Run wc -c /tmp/fw.bin—should be 7,340,032 bytes. Run md5sum /tmp/fw.bin—should match EXPECTED_MD5. If either check fails after 20 minutes of transfer, the script prints an error and does NOT proceed with sysupgrade. Flashing a corrupt image to NAND would brick the device, and then I’d need to do the entire JTAG song and dance again. No thanks.

If both checks pass, the script automatically launches sysupgrade:

ser.write(b"sysupgrade -n /tmp/fw.bin\n")

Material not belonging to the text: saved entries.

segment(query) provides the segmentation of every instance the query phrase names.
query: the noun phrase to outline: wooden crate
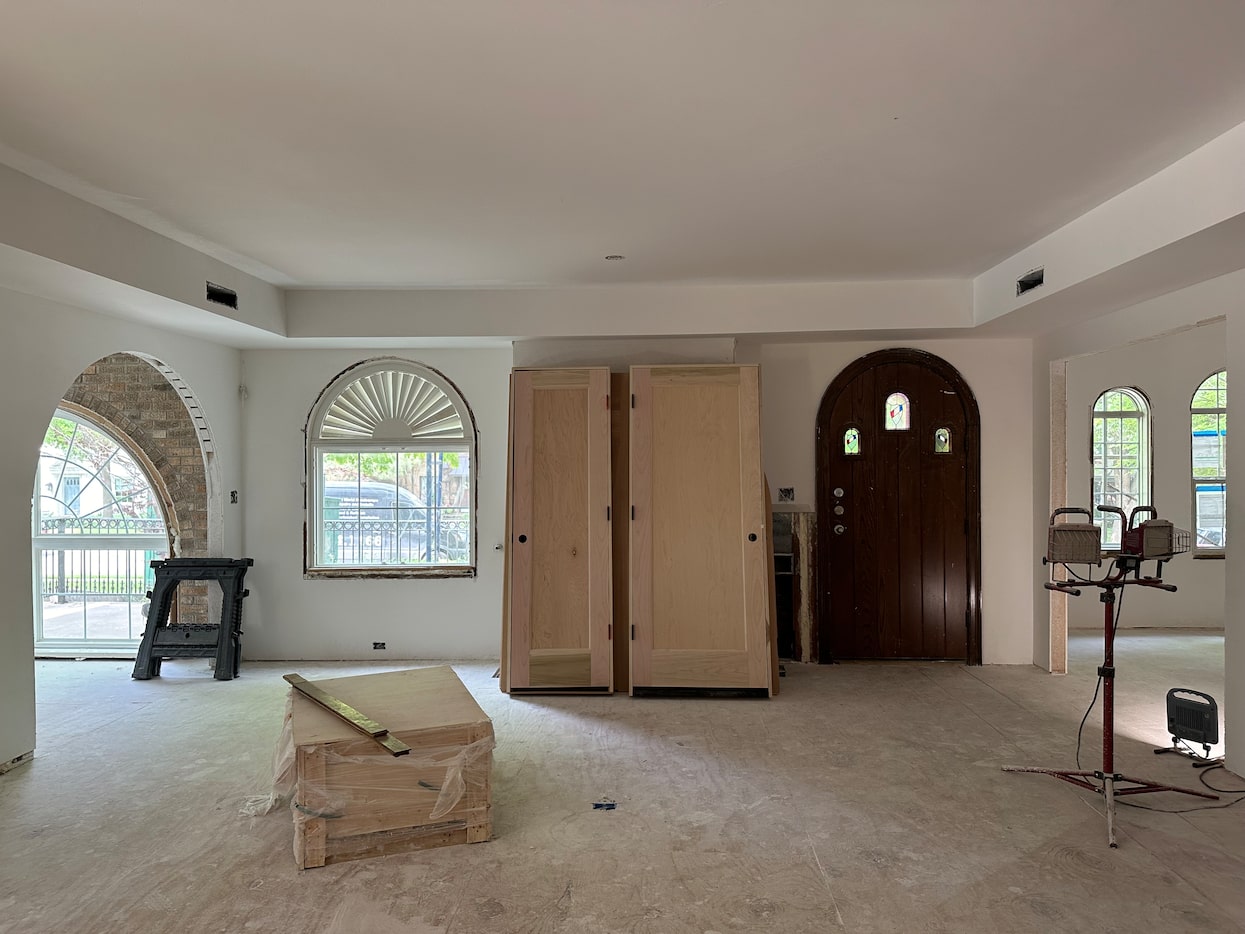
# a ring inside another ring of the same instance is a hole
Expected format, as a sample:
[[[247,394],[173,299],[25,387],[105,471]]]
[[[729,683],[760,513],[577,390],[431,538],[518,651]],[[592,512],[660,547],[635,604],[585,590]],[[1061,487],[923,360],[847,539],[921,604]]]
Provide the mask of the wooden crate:
[[[452,668],[315,684],[411,752],[391,756],[291,692],[282,746],[300,869],[489,839],[493,724]]]

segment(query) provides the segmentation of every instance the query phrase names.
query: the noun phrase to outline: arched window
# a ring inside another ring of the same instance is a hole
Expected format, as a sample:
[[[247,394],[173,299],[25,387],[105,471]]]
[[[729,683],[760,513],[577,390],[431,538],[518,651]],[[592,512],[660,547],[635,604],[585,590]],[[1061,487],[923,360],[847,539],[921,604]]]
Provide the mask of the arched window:
[[[887,431],[907,431],[912,424],[908,397],[902,392],[892,392],[886,397],[886,411],[883,414],[883,424]]]
[[[843,432],[843,453],[855,457],[860,453],[860,429],[848,428]]]
[[[1197,387],[1190,414],[1193,467],[1194,549],[1222,553],[1227,545],[1228,371],[1212,373]]]
[[[36,651],[136,651],[151,562],[169,553],[141,455],[85,415],[57,409],[39,450],[34,505]]]
[[[445,376],[393,358],[347,370],[308,423],[307,573],[474,574],[475,462]]]
[[[1137,389],[1108,389],[1094,403],[1094,484],[1092,505],[1118,506],[1127,515],[1135,506],[1152,505],[1150,497],[1150,405]],[[1120,547],[1118,516],[1098,513],[1102,544]]]

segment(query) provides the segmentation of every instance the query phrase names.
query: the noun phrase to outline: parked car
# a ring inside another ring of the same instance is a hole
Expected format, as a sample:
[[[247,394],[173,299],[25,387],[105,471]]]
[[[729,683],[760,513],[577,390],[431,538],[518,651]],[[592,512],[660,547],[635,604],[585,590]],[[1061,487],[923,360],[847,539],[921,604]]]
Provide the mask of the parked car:
[[[466,510],[437,509],[395,484],[326,481],[320,520],[325,564],[469,561]]]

The -n flag means “don’t preserve config”—wipe everything, clean flash. The device reboots, 90 seconds pass, and either you see the OpenWrt banner on the serial console or you start questioning your life choices.

The Math

Let’s work through the transfer time because it’s satisfying in a depressing way:

Binary size: 7,340,032 bytes
Hex-encoded size: 7,340,032 x 2 = 14,680,064 bytes
Baud rate: 115,200 bits/sec
Effective byte rate: 115,200 / 10 = 11,520 bytes/sec (8 data bits + start + stop)
Transfer time: 14,680,064 / 11,520 = 1,274 seconds = ~21.2 minutes

In practice it’s closer to 20 minutes because the awk processing on the MR18 side isn’t instantaneous—it adds a tiny amount of backpressure per chunk, but the serial buffer smooths most of that out. The progress output shows a consistent 5.5-5.8 KB/s throughout the transfer. No slowdown, no speedup, just a steady drip of hex characters at the maximum rate the wire can carry them.

Twenty minutes to transfer 7 MB. In 2026. Over a protocol that’s been fundamentally unchanged since the 1960s. There’s something almost poetic about that. Or maybe just stupid. Depends on whether the md5sum matches at the end.

Why Two Scripts

You might wonder why I didn’t just use uart_transfer.py for the ar8035-fix binary too. Two reasons. First, send_binary.py was written first, when I only needed to transfer the 5.5 KB fix. It’s simpler—no echo drainer, no pre-test, no progress reporting—because it doesn’t need any of that at 5.5 KB. Second, send_binary.py handles the post-transfer execution and rx_packets verification, which is specific to the PHY fix workflow. uart_transfer.py handles sysupgrade, which is a completely different post-transfer action. Different payloads, different post-transfer behavior, two scripts. I could have unified them but the complexity cost wasn’t worth it for code that runs exactly once per flash cycle.

Both scripts are held together with time.sleep() calls and string matching on serial output. They’re not elegant. They don’t need to be. They need to reliably transfer data over a 115200 baud serial link and verify the result, and they do. Every time. Even at 3am. Even after the twentieth power cycle. That’s all I ask of them.